The United States and Japan will play a bigger role in protecting the Malacca Strait amid gathering momentum for greater international co-operation in securing the region's waters, Malaysian Defence Minister Najib Razak said Sunday. Najib told a regional security conference in Singapore that the primary responsibility for protecting ships in the pirate-infested Malacca Strait still rested with Malaysia, Singapore and Indonesia, the three nations with sovereignty over the waterway.
However, after years of resistance to other nations becoming heavily involved in Malacca Strait security, Najib said Malaysia was becoming increasingly willing to accept greater international help.
"Given the huge resources in terms of assets, capabilities and manpower required to secure the strait, we should call upon the wider international community... to step forward and make concrete contributions to support ongoing efforts by the littoral states," Najib said.
Although non-littoral states will still not be allowed to send their own forces to patrol the strait, Najib said nations with a big commercial stake in the waterway such as the United States and Japan will be asked to help in "capacity building".

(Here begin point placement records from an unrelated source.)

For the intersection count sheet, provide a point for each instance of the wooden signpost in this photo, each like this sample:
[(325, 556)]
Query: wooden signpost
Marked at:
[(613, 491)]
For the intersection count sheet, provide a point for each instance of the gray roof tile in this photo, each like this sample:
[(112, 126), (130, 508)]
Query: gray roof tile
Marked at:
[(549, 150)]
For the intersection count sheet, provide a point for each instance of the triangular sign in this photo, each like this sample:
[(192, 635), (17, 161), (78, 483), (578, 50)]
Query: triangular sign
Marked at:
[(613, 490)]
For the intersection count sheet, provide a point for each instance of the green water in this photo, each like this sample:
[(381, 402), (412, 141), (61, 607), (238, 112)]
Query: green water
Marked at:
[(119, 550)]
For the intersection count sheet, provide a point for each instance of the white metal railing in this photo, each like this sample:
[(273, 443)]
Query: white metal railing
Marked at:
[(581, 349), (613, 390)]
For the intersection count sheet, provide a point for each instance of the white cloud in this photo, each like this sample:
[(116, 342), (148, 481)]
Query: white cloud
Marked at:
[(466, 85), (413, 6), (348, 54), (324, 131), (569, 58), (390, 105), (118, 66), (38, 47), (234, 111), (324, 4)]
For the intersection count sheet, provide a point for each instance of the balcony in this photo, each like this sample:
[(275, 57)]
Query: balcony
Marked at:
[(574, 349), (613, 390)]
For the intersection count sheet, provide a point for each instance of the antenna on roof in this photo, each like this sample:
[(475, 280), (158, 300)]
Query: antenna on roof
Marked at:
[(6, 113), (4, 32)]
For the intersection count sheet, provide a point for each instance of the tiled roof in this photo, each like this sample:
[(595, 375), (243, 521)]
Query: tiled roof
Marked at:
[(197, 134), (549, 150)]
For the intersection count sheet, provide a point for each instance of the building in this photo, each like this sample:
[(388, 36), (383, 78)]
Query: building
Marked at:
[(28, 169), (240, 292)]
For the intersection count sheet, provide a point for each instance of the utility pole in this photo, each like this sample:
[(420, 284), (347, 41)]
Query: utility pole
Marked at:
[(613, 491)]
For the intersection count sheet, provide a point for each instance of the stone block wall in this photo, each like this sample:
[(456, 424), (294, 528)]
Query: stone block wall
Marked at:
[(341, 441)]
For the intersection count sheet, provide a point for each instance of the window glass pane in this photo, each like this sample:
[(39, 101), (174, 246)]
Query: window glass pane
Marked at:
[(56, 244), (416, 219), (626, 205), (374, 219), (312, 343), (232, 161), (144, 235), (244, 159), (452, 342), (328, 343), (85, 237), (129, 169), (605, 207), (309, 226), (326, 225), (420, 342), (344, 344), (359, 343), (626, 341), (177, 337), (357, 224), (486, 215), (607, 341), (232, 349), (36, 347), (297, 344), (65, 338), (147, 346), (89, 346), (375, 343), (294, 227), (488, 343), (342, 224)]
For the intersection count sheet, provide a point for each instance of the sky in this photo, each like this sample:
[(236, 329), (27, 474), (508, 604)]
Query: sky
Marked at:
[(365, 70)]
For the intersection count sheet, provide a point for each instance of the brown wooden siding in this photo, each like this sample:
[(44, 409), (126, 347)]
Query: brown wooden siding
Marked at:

Najib said Malaysia would welcome the support of mobile training teams from the US Pacific Command and nations such as Japan could help in information sharing and building a high-tech radar-to-satellite tracking system.
"Within that concept of capacity building, I think the scope is very large... I think a whole gamut of possibilities are there," he said.
The Malacca Strait is one of the world's most important stretches of water, with 50,000 ships carrying about one third of the globe's trade passing through it each year.
However the strait, 960 kilometres (600 miles) long and 1.2 kilometres wide at its narrowest point, is notoriously vulnerable to pirate attacks and many governments in the region also believe extremely tempting for terrorists.